This paper uses the Transkribus platform as a case study, focusing on the development,
application and impact of HTR technology. It demonstrates that HTR has the capacity to
make a significant contribution to the archival mission by making it easier for anyone to
read, transcribe, process and mine historical documents. It shows that the technology fits
neatly into the archival workflow, making direct use of growing repositories of digitised
images of historical texts. By providing examples of institutions and researchers who are
generating new resources with Transkribus, the paper shows how HTR can extend the
existing research infrastructure of the archives, libraries and humanities domain. Looking to
the future, this paper argues that this form of machine learning has the potential to change
the nature and scope of historical research. Finally, it suggests that a cooperative approach
from the archives, library and humanities community is the best way to support and sustain
the benefits of the technology offered through Transkribus.

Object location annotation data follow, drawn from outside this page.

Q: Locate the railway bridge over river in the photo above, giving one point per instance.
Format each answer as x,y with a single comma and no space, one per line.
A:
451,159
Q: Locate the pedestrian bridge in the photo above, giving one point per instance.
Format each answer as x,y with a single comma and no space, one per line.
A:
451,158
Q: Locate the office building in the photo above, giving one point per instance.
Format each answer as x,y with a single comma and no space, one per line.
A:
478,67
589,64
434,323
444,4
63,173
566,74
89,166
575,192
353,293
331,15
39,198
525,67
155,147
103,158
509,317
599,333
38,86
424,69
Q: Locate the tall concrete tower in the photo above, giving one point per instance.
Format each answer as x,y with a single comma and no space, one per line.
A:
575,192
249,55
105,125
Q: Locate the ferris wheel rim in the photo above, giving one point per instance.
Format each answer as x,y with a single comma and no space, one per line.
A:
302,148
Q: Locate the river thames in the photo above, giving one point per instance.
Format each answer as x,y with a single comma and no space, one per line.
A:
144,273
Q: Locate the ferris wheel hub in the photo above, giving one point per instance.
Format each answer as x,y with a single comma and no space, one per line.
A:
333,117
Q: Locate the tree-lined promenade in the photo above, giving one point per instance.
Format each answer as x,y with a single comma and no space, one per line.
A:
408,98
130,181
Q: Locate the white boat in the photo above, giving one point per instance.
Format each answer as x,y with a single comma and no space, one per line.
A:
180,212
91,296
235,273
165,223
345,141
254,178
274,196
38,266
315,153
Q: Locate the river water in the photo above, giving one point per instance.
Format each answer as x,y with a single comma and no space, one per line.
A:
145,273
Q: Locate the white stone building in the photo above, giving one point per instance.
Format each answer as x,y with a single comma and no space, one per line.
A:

Handwritten text recognition an overview
HTR is an active research area in the computational sciences, dating back to the mid-
twentieth century (Dimond, 1957). HTR was originally closely aligned to the development of
optical character recognition (OCR) technology, where scanned images of printed text are
converted into machine-encoded text, generally by comparing individual characters with
existing templates (Govindan and Shivaprasad, 1990; Schantz, 1982; Ul-Hasan et al., 2016).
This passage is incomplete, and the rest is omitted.